In [1]:
import os
os.environ['USE_PYGEOS'] = '0'

import pandas as pd
import geopandas as gpd
from siuba import *

import datetime as dt
import os

# Example 4-day aggregation using speedmap data

* Export 4 days in April to support MTC Plan Bay Area 2050
* First, run speedmap pipeline for any days not already ran (can filter to subset of operators/districts if desired by using additional scripts and editing Makefile, see d4 example)
* Export 4 Days in October 2022 to support D4 Transit Plan
    * filter out mislabeled NCTD (itp_id 226)...

In [2]:
# dates = [f'2023-04-{day}' for day in range(10, 14)]
dates = [f'2022-10-0{day}' for day in range(3, 7)]

In [3]:
dates

['2022-10-03', '2022-10-04', '2022-10-05', '2022-10-06']

In [4]:
progress_all_dates = []
for date in dates:
    df = pd.read_parquet(f'./_rt_progress_{date}.parquet')
    df = df >> filter(_.caltrans_district == '04 - Oakland')
    progress_all_dates += [df]
four_days = pd.concat(progress_all_dates)
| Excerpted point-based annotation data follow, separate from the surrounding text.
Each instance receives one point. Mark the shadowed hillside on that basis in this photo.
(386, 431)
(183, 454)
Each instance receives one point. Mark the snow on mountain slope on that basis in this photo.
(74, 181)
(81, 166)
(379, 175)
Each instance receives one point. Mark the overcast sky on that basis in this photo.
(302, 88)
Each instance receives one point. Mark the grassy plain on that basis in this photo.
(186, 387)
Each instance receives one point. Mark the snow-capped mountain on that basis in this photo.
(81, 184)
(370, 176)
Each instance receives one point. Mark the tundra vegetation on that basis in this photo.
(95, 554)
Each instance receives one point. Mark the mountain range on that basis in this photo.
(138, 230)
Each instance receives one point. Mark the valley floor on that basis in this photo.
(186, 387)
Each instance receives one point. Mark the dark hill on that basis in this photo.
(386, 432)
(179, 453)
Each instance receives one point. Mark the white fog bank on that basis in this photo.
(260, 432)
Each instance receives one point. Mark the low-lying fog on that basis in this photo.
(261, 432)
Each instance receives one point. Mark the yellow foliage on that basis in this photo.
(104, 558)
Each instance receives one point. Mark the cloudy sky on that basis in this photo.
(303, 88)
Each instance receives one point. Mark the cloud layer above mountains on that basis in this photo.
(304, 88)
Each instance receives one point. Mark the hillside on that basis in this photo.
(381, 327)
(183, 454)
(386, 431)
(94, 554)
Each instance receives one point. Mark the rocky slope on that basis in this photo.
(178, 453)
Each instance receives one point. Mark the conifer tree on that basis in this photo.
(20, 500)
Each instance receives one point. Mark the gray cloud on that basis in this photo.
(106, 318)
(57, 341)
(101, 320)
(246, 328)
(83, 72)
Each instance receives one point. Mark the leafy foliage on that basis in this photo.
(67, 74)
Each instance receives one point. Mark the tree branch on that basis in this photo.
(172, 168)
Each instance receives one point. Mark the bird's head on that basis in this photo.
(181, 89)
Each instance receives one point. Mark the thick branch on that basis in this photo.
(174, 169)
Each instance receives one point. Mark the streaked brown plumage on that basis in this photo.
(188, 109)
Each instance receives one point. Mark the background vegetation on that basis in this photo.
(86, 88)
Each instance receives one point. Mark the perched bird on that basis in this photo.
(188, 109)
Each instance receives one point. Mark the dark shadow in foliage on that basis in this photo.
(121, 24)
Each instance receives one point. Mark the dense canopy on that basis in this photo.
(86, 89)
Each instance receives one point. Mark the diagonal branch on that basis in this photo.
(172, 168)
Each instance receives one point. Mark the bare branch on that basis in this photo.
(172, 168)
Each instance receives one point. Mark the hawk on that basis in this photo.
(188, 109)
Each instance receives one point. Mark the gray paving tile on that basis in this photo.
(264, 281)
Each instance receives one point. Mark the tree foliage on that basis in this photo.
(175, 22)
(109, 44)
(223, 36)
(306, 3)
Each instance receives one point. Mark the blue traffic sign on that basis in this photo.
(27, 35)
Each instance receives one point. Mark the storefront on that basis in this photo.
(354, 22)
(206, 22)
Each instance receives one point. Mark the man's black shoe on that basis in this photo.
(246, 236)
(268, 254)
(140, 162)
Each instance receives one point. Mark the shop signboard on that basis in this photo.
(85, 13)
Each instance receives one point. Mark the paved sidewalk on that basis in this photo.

Basic checks on organizations ran

In [6]:
# four_days >> count(_.organization_name, _.status, _.organization_itp_id)

In [7]:
# four_days >> filter(_.status == 'already_ran')

In [8]:
am_filter = {'period': 'am', 'filter_args': {'start_time': '06:00', 'end_time': '09:00'}}
mid_filter = {'period': 'mid', 'filter_args': {'start_time': '10:00', 'end_time': '14:00'}}
pm_filter = {'period': 'pm', 'filter_args': {'start_time': '15:00', 'end_time': '19:00'}}
all_filters = [am_filter, mid_filter, pm_filter]

In [9]:
from tqdm.notebook import tqdm

In [10]:
from rt_analysis import signal_tools

In [11]:
signal_tools.concatenate_speedmap_segments?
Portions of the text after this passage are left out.